Помня о том, что совсем недавно мое обещание в качестве поощрения сделать так, чтобы на Хитра пала милость всех здешних богов, не слишком воодушевило моего адъютанта, я сейчас внимательно наблюдал за его физиономией, пытаясь понять, насколько может польстить ему подобная награда, но к определенному выводу так и не пришел.

– Впрочем, – продолжил я, – мне хочется, чтобы ты понял меня правильно: это – отнюдь не приказ. И если возможность приобщения к великому таинству, высокую честь воспользоваться которой я тебе доверяю, интереса для тебя не представляет, ты можешь до утра быть свободным…

– О повелитель, милость которого безгранична! – едва дослушав меня, патетически заговорил Хитр. – Стать единственным, кто допущен к постижению великого таинства почитания чудесной вихрептицы – от столь почетной награды я не откажусь ни за что на свете!

– Вот и отлично. Тогда у меня к тебе будут еще две просьбы. Во-первых, наблюдая за таинством, не забывай посматривать и по сторонам, чтобы его очевидцем нечаянно не стал кто-нибудь еще. А во-вторых, когда оно закончится и верховный жрец покинет меня, приведи в Большой дом Толсту. Только пройди с ней с другой стороны – чтобы не потревожить покой чудесной вихрептицы, в котором та будет очень нуждаться нынешней ночью.

– Хитр понял повеление великого властелина, – немедленно отрапортовал адъютант. – Все будет сделано так, как ты сказал, величайший из всех живущих.

– Да, и вот еще что… Не жалея сил, готов ты служить мне днем и ночью. И за такую верную службу ты достоин всяческих наград. Но сегодня я хочу попросить тебя, чтобы, после того как пройдет великое почитание чудесной вихрептицы, ты оставил меня в Большом доме одного.

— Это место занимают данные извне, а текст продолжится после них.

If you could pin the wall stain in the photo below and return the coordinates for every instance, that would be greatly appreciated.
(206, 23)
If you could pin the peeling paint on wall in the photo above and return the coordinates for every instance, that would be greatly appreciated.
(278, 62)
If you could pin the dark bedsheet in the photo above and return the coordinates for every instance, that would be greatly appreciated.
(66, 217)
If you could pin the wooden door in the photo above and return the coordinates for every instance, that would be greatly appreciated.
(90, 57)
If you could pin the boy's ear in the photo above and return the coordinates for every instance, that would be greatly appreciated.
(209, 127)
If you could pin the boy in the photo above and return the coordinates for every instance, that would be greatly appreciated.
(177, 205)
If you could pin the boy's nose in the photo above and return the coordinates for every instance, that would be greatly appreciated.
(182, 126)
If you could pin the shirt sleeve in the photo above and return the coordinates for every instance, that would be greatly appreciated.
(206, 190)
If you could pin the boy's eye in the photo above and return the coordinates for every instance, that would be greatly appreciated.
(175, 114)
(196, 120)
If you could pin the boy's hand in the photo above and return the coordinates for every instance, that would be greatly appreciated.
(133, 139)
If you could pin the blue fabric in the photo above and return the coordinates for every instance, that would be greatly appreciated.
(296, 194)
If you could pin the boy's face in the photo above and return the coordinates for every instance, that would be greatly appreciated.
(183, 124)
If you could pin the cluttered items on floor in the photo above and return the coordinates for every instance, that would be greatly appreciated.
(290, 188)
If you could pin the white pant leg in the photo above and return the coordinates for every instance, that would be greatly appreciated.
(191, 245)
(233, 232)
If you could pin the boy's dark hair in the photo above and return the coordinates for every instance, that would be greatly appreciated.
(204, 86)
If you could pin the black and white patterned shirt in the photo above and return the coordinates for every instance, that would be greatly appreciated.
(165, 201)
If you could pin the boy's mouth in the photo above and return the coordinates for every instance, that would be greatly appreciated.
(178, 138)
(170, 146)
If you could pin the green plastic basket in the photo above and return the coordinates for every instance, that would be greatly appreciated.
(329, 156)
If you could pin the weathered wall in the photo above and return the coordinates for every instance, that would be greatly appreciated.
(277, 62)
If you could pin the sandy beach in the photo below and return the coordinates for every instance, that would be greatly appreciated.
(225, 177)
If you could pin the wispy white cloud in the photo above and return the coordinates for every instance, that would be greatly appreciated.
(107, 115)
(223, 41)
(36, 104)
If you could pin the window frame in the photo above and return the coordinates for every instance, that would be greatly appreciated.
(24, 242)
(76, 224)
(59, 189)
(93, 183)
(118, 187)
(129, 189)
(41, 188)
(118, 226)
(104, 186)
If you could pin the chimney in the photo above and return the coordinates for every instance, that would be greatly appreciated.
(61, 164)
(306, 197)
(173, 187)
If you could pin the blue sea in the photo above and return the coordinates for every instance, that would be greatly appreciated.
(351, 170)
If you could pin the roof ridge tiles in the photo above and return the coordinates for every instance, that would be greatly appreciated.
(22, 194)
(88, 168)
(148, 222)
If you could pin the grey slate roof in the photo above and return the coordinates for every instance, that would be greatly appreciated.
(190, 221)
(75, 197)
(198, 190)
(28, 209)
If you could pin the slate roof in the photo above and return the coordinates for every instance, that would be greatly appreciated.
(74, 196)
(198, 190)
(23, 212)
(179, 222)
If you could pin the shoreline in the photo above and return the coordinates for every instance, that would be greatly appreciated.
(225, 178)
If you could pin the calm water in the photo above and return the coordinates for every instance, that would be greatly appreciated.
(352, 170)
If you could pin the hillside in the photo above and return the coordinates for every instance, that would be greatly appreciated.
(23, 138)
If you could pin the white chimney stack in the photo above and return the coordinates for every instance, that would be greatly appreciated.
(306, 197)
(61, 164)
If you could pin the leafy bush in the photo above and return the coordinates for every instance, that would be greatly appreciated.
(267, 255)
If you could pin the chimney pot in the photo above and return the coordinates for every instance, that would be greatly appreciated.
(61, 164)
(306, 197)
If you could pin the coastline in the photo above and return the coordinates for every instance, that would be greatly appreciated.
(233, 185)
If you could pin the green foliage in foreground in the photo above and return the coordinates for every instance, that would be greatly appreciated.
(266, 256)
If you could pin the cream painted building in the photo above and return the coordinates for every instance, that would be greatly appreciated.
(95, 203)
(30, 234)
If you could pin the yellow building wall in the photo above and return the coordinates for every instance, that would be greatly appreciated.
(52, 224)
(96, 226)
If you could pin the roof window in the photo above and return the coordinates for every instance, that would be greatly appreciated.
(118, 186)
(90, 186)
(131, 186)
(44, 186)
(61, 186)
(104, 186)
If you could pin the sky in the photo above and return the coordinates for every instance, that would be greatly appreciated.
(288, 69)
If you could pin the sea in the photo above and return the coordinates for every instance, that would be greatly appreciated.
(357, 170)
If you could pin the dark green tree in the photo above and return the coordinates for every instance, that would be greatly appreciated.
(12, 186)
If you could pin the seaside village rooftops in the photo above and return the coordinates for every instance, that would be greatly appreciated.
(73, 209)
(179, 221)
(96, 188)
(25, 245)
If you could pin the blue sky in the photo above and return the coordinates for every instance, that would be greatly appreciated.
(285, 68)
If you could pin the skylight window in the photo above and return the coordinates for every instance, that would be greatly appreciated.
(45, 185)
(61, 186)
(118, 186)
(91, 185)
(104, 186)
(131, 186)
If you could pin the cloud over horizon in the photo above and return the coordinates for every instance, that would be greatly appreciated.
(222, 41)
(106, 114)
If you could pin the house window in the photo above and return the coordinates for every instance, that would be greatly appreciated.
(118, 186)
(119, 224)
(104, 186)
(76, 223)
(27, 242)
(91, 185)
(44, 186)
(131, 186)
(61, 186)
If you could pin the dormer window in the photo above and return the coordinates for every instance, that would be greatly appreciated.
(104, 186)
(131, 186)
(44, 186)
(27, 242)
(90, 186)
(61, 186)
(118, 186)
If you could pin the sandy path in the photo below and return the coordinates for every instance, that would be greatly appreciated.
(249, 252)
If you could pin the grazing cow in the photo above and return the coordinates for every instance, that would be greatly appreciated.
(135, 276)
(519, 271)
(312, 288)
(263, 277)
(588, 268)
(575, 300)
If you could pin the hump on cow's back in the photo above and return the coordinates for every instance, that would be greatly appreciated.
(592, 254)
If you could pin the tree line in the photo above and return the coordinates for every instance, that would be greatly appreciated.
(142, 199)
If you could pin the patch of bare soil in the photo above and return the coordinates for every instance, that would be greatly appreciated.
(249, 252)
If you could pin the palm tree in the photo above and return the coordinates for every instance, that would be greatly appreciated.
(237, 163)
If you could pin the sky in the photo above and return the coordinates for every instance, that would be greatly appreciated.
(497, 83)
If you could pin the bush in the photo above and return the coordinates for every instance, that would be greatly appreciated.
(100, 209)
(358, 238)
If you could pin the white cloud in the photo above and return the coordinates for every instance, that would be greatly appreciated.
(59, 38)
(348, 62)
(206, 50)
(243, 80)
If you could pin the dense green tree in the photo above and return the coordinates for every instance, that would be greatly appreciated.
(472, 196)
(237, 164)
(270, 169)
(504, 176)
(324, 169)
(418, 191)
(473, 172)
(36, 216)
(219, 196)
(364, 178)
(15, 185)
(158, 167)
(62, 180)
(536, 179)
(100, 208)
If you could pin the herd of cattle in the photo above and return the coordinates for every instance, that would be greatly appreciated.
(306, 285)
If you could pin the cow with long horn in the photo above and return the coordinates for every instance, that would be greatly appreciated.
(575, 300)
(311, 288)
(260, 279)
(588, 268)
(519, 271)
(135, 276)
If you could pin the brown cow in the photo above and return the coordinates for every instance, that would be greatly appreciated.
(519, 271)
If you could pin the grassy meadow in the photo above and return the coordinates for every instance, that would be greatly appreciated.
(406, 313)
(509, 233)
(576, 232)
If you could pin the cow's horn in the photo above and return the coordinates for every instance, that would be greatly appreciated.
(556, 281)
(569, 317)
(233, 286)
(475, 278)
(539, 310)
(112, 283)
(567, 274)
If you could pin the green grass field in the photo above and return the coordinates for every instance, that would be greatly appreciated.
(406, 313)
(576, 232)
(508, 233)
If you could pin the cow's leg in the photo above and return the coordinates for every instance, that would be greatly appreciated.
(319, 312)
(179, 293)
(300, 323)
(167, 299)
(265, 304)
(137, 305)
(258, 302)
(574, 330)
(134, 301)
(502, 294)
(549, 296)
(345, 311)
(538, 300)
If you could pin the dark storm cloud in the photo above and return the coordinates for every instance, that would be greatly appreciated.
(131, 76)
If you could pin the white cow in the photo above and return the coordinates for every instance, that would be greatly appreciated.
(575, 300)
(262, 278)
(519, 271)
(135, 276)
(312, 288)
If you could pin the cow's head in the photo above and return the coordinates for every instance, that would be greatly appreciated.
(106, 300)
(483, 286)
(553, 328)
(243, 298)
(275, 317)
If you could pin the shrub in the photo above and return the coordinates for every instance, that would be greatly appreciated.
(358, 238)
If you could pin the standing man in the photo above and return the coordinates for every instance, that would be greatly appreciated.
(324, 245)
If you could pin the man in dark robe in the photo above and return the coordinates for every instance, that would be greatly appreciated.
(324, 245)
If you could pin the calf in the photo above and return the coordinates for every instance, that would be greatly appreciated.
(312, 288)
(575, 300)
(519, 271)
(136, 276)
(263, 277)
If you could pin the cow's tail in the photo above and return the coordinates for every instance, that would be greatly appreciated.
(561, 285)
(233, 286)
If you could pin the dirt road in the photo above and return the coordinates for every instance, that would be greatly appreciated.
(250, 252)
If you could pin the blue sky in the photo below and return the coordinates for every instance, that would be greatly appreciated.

– Но почему, повелитель? – Хитр был искренне разочарован такой странной просьбой.

– Видишь ли, – я по-приятельски положил руку ему на плечо, – я не знаю, какие наслаждения будут доступны мне после уподобления богам. Но в свою последнюю ночь на земле я хочу испытать наивысшее наслаждение, которое может позволить себе смертный. Я хочу окунуться в бурное море страсти вместе с самым прекрасным цветком моего прекрасного цветника.

– Чем же тебе помешает Хитр?

– Ты мне, конечно, специально ничем мешать не будешь. Но если я буду знать, что в Большом доме находится кто-то еще, я не смогу отдаться страсти так свободно и полно, как если бы был уверен, что кроме меня и моего цветка поблизости больше никого нет. Разве с тобой такого не бывает?

– Никогда, повелитель…

Черт побери, ну конечно! Ведь они привыкли быть в этом плане гораздо естественнее нас, детей высокой цивилизации, скованных броней бесчисленных комплексов и запретов. Но как же заставить его уйти на ночь из Большого дома?

– В землях, откуда я прибыл, то, что происходит между двоими на любовном ложе, не принято делать достоянием чужих глаз и ушей. Таков обычай, который мы незыблемо соблюдаем испокон веков. И нарушить его я не могу даже на вашем острове.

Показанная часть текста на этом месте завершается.